Eargo is widely known for its ultra-luxe over-the-counter hearing aids; the company makes some of the most expensive OTC aids on the market. But to make its lineup a bit more accessible, there’s the Eargo Link, a low(er)-priced, no-frills alternative to its more sophisticated options.

At first glance, the Link hearing aids don’t appear any different than standard Bluetooth earbuds. You get a glossy black plastic and a bulbous design that rests inside the ear’s concha, albeit bulging out a little. At 4.74 grams (fitted out with a small ear tip), it’s considerably heavier in the hand than a lot of modern hearing aids, but it doesn’t feel particularly weighty in the ear, due to the particulars of its design—even after sustained use. They can, however, be tough to wrangle into the right place as they need to be carefully rotated into the ear to fit snugly.

Photograph: Eargo

In addition to its design, the Link is distinguished from its forebears by its lack of an app. While it pairs to your phone like a set of standard Bluetooth headphones, it doesn’t work with Eargo’s standard hearing aid control app. It doesn’t have any physical controls either. Rather, the earbuds are touch-sensitive and rely on (well-placed) taps to operate them. More on that in a bit.
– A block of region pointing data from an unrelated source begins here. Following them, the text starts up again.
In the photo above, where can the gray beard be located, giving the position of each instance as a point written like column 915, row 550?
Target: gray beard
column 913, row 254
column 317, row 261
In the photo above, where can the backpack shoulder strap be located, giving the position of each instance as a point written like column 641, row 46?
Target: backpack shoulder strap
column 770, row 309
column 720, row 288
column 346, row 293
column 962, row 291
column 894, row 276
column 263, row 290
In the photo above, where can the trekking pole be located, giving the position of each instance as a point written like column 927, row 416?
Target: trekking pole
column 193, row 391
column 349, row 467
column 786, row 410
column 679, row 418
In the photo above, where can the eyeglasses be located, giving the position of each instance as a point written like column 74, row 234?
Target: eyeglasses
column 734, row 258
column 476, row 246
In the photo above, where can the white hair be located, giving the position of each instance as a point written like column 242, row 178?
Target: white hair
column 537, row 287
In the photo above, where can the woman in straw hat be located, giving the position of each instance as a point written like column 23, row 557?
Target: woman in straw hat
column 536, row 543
These control limitations mean there’s not a lot to using the Link hearing aids; there’s not even a traditional way to control the volume. Instead, you’ll spend most of your time double-tapping your way through four Listening Programs, each one offering a higher amplification level (reportedly tuned to speech) than the last. A final mute setting turns all amplification off before cycling back to Program 1. The four programs don’t seem to vary in any other way aside from overall loudness, and there’s no way to tune the aids for certain environments such as TV watching or outdoor use. By and large, you’ll just have to experiment to find out what works.

The good news is that the Link does a solid job at boosting audio, though I found it a bit blunt, amplifying everything across the board from voices to footsteps to wind noise. Moving up the programs, each is, well, one louder. Other than increasing levels of loudness, I didn’t hear any difference among them.

Eargo includes six sets of ear tips—three sizes in both open and closed designs. The default medium ear tips are gargantuan for me, and even the small size is a snug fit. Using open ear tips, I experienced a fair bit of echo and the usual “booming own voice” effect, but neither is overly onerous. Screeching feedback was common when inserting the aids, but otherwise, I never encountered any. Neither did I experience any problems with hiss except when using the highest volume program.